Islandia berada di peringkat kelima dan menjadi contoh bahwa ukuran negara bukan penghalang bagi kematangan demokrasi.

Dengan populasi yang relatif kecil, Islandia mampu membangun sistem demokrasi yang terintegrasi, transparan, dan berfungsi secara efektif.

6. Denmark (Skor: 9,1)

Denmark menempati posisi keenam dengan skor tinggi yang menegaskan kuatnya pola demokrasi Nordik. T

ata kelola pemerintahan yang baik, kepercayaan sosial, serta stabilitas politik dinilai sebagai faktor kunci yang menjaga negara ini dari kemunduran demokrasi.

7. Irlandia (Skor: 9,0)

Irlandia berbagi posisi ketujuh dengan Taiwan.

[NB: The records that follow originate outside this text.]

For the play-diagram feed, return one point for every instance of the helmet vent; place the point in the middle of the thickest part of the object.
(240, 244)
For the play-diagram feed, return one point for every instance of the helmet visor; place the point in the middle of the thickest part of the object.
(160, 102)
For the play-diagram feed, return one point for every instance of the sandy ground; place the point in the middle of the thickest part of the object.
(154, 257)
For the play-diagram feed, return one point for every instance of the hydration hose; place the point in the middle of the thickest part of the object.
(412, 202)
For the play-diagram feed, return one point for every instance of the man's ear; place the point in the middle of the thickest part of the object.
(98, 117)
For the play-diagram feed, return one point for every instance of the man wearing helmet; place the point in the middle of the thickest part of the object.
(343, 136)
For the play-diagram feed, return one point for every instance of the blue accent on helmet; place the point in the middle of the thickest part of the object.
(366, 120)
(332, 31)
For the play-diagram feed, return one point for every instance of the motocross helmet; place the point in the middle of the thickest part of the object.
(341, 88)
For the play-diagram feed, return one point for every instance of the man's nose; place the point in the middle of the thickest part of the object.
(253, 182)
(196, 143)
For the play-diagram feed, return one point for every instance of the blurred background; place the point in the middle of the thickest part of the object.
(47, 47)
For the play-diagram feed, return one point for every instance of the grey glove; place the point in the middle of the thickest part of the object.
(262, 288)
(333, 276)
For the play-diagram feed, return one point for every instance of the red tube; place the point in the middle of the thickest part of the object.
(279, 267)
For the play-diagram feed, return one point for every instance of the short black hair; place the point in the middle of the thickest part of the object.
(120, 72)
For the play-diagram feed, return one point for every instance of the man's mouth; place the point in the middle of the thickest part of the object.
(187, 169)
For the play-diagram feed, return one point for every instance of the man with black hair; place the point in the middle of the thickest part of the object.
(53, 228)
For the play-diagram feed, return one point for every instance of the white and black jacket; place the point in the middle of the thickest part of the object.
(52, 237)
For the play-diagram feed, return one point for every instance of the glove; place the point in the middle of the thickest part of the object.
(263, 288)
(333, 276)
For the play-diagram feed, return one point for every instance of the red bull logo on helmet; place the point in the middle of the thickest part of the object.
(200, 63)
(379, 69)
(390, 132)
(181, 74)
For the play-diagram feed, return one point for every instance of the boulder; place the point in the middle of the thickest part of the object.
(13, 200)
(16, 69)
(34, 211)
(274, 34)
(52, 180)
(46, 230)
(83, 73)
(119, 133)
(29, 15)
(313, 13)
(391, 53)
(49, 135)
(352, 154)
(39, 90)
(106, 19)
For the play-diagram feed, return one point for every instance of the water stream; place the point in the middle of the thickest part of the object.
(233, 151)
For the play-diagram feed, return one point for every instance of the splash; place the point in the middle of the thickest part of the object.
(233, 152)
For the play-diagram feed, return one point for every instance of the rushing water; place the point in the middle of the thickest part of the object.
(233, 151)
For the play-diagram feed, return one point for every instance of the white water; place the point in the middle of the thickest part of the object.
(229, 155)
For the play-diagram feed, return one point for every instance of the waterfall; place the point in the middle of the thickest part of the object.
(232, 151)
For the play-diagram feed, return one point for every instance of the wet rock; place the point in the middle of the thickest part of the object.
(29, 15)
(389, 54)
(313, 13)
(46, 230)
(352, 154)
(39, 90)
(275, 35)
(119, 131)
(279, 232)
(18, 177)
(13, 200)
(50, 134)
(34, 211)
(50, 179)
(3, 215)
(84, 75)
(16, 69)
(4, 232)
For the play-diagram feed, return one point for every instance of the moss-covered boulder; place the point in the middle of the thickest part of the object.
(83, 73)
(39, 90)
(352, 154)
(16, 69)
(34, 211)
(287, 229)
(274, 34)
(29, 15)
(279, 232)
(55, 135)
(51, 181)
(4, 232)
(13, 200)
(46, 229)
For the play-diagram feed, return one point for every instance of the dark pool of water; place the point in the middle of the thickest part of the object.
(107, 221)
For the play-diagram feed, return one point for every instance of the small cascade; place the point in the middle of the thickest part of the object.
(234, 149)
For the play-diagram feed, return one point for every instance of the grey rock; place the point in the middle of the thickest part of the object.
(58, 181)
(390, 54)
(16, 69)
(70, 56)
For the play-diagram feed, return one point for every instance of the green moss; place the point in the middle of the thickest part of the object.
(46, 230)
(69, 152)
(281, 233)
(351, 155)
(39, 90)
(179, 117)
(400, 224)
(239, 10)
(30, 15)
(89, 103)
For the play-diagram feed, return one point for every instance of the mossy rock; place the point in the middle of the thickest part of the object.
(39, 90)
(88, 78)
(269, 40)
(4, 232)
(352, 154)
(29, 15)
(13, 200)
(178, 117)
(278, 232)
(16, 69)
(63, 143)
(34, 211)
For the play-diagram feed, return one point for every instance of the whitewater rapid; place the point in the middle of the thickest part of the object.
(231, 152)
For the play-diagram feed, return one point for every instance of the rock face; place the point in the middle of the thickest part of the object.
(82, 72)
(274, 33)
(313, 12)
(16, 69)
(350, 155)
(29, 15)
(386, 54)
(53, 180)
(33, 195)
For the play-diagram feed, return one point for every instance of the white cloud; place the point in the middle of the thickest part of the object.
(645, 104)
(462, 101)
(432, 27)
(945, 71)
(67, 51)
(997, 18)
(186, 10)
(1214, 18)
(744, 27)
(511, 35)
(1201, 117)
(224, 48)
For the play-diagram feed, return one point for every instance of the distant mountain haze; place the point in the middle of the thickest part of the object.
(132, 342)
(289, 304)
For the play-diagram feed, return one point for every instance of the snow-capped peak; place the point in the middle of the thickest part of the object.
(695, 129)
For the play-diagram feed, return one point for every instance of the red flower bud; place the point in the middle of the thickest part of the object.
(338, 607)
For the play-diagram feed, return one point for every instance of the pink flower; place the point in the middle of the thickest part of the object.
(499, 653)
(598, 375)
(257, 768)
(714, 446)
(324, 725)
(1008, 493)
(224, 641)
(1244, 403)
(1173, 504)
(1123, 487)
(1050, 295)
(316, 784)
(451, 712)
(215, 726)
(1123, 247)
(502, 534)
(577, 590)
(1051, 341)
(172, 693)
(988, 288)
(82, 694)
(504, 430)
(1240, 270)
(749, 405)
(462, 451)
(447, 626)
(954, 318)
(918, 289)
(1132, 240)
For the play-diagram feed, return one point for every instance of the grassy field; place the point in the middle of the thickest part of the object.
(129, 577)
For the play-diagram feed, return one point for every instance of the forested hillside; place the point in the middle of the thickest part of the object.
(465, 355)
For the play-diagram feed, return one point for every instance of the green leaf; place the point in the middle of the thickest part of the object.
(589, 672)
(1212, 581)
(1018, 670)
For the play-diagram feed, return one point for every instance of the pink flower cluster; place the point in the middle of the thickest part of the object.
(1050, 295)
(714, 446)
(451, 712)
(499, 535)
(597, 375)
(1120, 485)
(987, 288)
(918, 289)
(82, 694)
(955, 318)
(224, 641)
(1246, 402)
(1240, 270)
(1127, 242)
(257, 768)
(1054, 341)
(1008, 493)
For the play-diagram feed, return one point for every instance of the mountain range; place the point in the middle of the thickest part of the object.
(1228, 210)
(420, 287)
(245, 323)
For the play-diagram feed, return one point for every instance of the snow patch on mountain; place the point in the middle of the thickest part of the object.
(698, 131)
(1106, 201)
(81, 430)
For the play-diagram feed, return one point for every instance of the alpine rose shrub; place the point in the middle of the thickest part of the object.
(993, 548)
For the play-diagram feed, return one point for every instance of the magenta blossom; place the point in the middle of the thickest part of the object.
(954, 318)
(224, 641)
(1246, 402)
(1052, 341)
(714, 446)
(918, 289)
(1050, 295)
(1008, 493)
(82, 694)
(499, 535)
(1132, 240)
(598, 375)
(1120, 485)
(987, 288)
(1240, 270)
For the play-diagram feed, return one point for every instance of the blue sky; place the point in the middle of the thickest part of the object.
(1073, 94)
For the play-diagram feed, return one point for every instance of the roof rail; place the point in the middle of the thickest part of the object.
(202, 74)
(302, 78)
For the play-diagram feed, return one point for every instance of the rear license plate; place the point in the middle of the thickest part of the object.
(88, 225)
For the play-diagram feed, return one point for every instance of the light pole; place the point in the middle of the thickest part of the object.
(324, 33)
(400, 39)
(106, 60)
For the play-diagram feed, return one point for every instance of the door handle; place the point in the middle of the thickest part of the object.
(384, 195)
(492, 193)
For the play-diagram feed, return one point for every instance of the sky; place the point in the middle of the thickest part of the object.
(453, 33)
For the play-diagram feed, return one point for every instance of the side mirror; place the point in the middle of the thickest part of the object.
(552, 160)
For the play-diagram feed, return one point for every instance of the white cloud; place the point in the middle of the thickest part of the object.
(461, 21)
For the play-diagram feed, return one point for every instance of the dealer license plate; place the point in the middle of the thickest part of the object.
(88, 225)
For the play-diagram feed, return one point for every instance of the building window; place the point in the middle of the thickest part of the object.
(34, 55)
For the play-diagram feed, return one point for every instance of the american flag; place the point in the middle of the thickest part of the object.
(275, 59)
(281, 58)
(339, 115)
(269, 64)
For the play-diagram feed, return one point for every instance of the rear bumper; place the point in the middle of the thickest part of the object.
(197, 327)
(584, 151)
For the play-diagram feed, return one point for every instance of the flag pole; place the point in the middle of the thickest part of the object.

Negara ini dipandang sebagai contoh sistem demokrasi domestik yang sangat kuat, meskipun beroperasi dalam dinamika global yang kompleks.

Standar demokrasi internal Irlandia tetap terjaga dengan baik.

7. Taiwan (Skor: 9,0)

Taiwan juga mencetak skor 9,0 meskipun menghadapi tekanan geopolitik dan tantangan pengakuan internasional.

Indeks Demokrasi menilai Taiwan sebagai bukti bahwa institusi demokrasi yang sehat dapat berkembang bahkan di tengah situasi politik eksternal yang rumit.

9. Australia (Skor: 8,9)

Australia berada di peringkat kesembilan dengan struktur demokrasi yang solid. Lembaga-lembaga negara yang mapan, supremasi hukum, serta praktik pemerintahan yang berkelanjutan menjadi pilar utama demokrasi Australia.

10. Kanada (Skor: 8,9)

Kanada melengkapi daftar sepuluh besar negara paling demokratis di dunia. Perdamaian sosial, institusi yang kuat, dan stabilitas politik menjadi faktor pendukung utama berfungsinya demokrasi secara konsisten di negara ini.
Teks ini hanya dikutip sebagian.